Fortunately, Congress is working on a new bill that can help. The bill, called the BETTER Kidney Care Act, would set up a coordinated care framework for dialysis patients, making it easier for their doctors to align their treatments and make sure they’re doing what’s best for their patients. Even better, it may help to provide a number of services that are critical for dialysis patients that aren’t currently covered under Medicare, like transportation to and from the dialysis clinic and dental treatments.
Dialysis is an expensive process to go through, and anything that can cut costs for patients is critical.

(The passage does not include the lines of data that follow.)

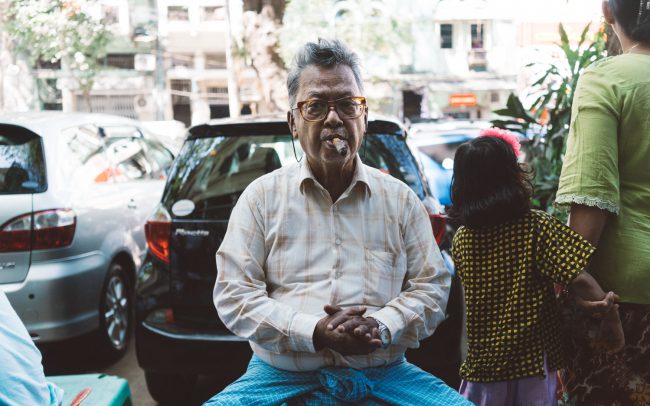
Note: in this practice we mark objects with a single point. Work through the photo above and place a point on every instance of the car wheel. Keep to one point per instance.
(115, 312)
(170, 388)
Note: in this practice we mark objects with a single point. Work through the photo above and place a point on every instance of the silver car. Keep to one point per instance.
(75, 192)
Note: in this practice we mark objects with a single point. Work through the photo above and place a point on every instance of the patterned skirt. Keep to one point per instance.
(594, 377)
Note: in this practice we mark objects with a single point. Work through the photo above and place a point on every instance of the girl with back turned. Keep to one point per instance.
(508, 257)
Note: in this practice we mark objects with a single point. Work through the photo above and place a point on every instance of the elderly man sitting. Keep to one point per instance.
(329, 267)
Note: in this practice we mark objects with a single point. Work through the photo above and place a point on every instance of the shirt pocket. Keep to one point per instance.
(384, 273)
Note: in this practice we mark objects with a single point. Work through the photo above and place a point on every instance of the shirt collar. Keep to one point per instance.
(360, 175)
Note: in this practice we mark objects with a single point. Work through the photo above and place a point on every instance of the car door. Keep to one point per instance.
(141, 178)
(96, 193)
(22, 173)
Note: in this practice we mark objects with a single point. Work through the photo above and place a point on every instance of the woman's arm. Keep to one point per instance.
(589, 222)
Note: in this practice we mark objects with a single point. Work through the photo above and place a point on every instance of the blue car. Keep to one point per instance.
(437, 145)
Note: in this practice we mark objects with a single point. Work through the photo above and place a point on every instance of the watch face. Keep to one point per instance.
(384, 336)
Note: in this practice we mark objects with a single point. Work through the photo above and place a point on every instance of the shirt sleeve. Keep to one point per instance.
(416, 312)
(590, 170)
(560, 253)
(240, 292)
(22, 380)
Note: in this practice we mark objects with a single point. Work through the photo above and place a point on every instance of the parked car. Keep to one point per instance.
(437, 143)
(178, 332)
(75, 191)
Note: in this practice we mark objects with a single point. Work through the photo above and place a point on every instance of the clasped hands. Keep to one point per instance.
(610, 334)
(347, 331)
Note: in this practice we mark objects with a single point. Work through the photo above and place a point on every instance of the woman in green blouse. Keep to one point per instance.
(606, 181)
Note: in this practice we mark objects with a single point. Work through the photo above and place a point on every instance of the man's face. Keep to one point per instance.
(316, 137)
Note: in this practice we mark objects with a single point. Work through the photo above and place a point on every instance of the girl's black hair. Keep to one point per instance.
(489, 186)
(634, 17)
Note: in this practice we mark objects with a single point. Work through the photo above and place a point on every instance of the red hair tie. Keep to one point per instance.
(505, 135)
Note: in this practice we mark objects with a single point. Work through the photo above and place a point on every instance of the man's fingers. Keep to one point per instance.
(331, 310)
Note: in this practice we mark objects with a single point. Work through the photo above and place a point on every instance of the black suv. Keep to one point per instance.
(178, 332)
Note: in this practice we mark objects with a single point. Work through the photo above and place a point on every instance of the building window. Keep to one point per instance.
(215, 61)
(178, 13)
(120, 61)
(213, 13)
(42, 64)
(477, 36)
(186, 60)
(110, 14)
(446, 36)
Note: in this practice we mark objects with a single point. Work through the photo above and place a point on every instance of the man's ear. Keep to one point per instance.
(365, 121)
(607, 12)
(292, 124)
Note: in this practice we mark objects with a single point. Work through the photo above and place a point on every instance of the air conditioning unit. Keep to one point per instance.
(144, 107)
(144, 62)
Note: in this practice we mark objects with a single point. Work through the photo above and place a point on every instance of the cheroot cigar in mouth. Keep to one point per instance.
(341, 146)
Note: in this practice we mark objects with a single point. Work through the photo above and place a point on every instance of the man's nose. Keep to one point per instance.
(332, 119)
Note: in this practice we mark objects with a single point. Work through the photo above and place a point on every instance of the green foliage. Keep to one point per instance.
(547, 119)
(372, 32)
(59, 30)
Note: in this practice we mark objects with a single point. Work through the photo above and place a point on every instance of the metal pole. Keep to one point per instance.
(233, 91)
(160, 80)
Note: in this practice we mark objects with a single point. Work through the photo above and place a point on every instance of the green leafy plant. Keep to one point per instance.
(59, 30)
(547, 120)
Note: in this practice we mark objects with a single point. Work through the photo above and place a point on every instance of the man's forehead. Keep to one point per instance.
(316, 80)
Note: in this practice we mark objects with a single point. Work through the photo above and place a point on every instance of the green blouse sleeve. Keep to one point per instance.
(590, 170)
(560, 253)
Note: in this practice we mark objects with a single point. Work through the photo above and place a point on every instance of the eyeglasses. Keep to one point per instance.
(346, 107)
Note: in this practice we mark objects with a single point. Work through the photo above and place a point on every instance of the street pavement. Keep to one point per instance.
(79, 356)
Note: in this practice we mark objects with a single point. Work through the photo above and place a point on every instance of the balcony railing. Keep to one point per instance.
(477, 60)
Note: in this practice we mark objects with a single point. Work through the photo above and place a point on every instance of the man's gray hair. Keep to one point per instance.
(323, 54)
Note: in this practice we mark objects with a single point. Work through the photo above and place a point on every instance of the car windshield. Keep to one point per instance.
(22, 165)
(213, 172)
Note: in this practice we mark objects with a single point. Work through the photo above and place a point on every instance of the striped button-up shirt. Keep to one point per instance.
(289, 250)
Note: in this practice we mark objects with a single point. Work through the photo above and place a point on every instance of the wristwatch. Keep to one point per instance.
(384, 334)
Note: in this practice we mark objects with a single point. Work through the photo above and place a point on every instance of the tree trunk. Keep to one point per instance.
(262, 20)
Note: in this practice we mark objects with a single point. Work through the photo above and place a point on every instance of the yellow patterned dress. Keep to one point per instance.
(508, 271)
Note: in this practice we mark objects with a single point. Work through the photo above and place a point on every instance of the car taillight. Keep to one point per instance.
(158, 233)
(40, 230)
(53, 228)
(438, 224)
(16, 234)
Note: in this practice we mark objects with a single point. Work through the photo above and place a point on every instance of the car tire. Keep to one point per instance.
(115, 313)
(170, 388)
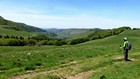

This bill will help dialysis patients cut down on unnecessary or redundant doctors’ appointments, which will help them bring down the already high costs of going through dialysis.
Members of Congress from Missouri have already shown that implementing care coordination for dialysis patients is something they care about. In the last session of Congress, Representative Billy Long stood with Representative Jason Smith and several other Missouri Representatives in supporting the Dialysis PATIENTS Demonstration Act. While that bill did not pass, I’m hopeful that our members of Congress will rise to the occasion once again to stand up for dialysis patients.
Dialysis is not a fun process to go through, but working with a great, helpful medical team like I do that works together to coordinate their efforts has made it that much easier. By supporting the BETTER Kidney Care Act, Congress can ensure that other dialysis patients have the same positive experiences I have had, and help to keep them safe.
Steve Willman is a resident of Pineville, Missouri. Along with being a dialysis patient himself, Steve serves as an advocate for others suffering with kidney disease.